When my mom got her first digital camera, I briefly inherited her basic black 35 mm. For some holiday or another I got my first digital camera. It was a perfect square, and had blue accents. The LCD was about 1”, and it could only hold about 50 pictures. Then my grandpa got his second digital camera, and I inherited his first.
Finally, some time in high school, I had proved that my interest in photography was here to stay, and I was allowed to pick out a camera for myself. After serious research in quality, zooming capabilities, movie recording, and generally fun features, I settled on what I called my Ashton camera (if you don’t remember why that might be). I spent far too many hours in class using the attached stylus to draw on my photos. When it finally died my freshman year of college, I posted a eulogy to it on Facebook. It was a good and loyal camera.
(shoutout to Mr. B, the chillest Bio teacher ever)
Still not totally over my loss, I wanted to move on to a “tough” camera in an attempt to prevent future heartbreak. Plus I wanted to take cool underwater pictures. I settled on an Olympus Tough. In red, obviously, because of my love for bright colors.
It’s a great little camera for many reasons, but possibly my favorite is because I can just walk into bodies of water with it and freak people out. But I wasn’t done. I knew it was time for a real camera. One with removable lenses. I did a lot of research, and took what I still consider to be a bit of a risk, and invested in a Canon EOS-M. Mirrorless. For those who aren’t familiar for how mirrorless cameras work, or aren’t even really sure how cameras WITH mirror’s work, here’s a diagram.
Basically, with a DSLR (those big bulky cameras everyone's been investing in lately, with the removable lenses), the image goes through the lens and bounces around a bit to get to your eye. With a mirrorless, the image goes straight from the lens to the display screen, which is basically your eye.
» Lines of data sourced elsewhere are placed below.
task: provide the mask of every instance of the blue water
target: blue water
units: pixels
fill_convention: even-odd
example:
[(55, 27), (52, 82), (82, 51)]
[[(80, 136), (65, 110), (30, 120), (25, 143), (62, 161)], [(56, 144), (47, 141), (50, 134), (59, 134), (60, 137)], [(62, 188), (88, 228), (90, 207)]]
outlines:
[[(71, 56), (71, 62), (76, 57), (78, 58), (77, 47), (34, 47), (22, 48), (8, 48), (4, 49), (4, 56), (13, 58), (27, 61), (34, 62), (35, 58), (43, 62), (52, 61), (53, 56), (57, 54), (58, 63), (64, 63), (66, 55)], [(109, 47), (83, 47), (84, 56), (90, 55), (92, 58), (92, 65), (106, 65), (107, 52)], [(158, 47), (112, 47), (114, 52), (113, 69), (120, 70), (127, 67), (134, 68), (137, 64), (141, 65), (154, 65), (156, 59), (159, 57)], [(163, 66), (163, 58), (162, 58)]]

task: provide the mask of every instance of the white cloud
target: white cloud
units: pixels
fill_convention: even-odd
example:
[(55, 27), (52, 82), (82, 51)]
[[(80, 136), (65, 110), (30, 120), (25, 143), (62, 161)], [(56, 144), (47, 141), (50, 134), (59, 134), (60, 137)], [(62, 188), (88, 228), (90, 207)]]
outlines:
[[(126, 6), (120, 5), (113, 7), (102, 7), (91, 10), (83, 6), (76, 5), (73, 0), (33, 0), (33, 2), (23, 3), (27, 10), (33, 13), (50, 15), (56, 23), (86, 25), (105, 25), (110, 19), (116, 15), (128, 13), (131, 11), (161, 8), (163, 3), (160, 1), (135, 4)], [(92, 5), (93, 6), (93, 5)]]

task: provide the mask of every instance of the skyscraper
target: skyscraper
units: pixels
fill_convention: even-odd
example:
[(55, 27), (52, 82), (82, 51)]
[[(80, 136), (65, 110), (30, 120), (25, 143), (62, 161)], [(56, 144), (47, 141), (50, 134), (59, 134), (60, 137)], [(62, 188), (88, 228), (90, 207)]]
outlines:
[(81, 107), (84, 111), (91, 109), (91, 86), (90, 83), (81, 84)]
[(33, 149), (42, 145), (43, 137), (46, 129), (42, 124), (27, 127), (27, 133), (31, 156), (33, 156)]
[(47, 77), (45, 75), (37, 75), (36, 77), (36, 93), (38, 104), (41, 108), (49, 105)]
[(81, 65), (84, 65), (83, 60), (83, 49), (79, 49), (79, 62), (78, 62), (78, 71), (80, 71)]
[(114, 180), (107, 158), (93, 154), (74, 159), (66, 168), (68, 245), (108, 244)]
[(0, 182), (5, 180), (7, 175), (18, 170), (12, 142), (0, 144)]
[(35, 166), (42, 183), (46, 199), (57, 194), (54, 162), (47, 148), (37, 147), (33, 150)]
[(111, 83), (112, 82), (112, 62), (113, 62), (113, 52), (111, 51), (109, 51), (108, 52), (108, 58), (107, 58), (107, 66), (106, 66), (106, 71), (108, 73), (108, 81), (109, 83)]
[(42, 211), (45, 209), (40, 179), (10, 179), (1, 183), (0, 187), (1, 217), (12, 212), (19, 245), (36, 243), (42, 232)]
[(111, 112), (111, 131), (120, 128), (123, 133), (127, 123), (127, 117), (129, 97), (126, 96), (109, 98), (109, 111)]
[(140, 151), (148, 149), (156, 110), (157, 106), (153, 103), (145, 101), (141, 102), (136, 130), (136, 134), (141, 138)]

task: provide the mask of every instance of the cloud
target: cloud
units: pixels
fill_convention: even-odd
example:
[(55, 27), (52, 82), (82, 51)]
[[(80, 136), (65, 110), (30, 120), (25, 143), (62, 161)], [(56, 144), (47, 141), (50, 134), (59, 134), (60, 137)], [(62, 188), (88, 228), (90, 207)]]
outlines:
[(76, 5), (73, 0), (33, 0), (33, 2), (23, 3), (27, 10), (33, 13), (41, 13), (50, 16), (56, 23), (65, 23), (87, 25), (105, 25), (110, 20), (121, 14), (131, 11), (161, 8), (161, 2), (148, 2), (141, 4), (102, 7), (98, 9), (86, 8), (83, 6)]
No mirrors means same image quality, smaller camera. This, I love. While it’s not quite pocket sized, it’s a lot easier to carry around in my purse, and also people tend to feel less intimidated by it. When you’re on a shoot, or even just out with friends and you whip out a huge DSLR, some people tend to freeze up. They get camera shy. Not so much when the camera isn’t the size of your face. My mirrorless has treated me so well. It’s hearty (knock on wood), it’s got a fun touch screen focus, and it’s amazing in low light. I don't have all the lenses to do everything I want to, because lenses are expensive, but I'm coped.
So that’s a (not so) brief history of my cameras! Needless to say, I love them. It wasn’t really a surprise to anyone that I wanted to work with them for the rest of my life.